The time is now to plan your next e-mail marketing campaign. Drag yourself out of the swimming pool and let’s start working on that “Back to School” season campaign, so that it’s a not another last-minute newsletter headed straight for the recycle bin.

Build Your List and Clean House
Now is the time to discard the addresses that your analytics have repeatedly shown as bounced or not opened. Check your stats on the last 3 e-mails sent and decide if they are worth the extra space on your list or if the are just not that into you. Someone better is probably right around the corner.

Test Your Options
Is 10-15% off enough to encourage your customers to take action?
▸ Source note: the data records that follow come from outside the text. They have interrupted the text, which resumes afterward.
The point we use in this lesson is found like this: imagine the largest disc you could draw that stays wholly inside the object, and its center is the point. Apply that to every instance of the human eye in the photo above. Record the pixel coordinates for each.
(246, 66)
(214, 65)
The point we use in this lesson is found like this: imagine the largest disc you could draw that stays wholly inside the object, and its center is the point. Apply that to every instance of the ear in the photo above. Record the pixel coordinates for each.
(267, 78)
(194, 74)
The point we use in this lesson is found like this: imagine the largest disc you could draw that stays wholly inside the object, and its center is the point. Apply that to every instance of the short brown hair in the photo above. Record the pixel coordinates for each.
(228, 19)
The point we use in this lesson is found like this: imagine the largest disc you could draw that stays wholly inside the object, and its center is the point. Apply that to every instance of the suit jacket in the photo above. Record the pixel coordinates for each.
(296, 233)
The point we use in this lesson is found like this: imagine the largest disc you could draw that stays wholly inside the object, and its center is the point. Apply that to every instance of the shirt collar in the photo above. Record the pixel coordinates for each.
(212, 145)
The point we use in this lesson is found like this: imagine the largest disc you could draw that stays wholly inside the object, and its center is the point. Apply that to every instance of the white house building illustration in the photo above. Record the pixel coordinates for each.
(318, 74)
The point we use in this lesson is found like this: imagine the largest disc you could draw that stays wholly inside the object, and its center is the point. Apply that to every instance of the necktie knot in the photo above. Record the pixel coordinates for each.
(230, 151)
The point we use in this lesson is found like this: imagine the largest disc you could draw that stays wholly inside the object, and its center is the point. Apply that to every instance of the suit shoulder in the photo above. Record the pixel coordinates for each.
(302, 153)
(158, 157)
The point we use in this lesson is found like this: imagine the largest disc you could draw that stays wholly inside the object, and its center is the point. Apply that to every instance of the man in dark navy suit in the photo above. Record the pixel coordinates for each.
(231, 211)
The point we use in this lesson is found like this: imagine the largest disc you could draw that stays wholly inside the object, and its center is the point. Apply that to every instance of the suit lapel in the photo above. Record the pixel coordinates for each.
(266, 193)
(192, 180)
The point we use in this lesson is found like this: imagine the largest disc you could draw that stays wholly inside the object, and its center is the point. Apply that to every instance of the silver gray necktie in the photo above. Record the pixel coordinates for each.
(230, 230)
Try bumping it to 20% and/or re-wording it to see if are able to get better results. Incentive of give-aways are fine, but be sure they are well thought out and constructed. The pad offers are becoming a nuisance and we all know at the end of the day, nothing of real value is free.

Design
Is your e-mail visually appealing? Don’t forget the basic design rules when putting your e-mail together. Hiring a professional to conceptualize and ultimately produce your e-mail is money well-spent.

Basics
Summer is also a good time to test subject lines, key words and key phrases. If what you have used lately is not working, it’s time to embrace change and consider hiring a writer. Once again, a wise man (or woman) realizes he or she cannot do it all and learns quickly how to hand out tasks while freeing his or her time in order up to meet with “big player” clients.

Back to school is the time to bring your “A” game. Stay focused, keep learning and be persistent and soon you’ll be shaking some buyers out of the tree.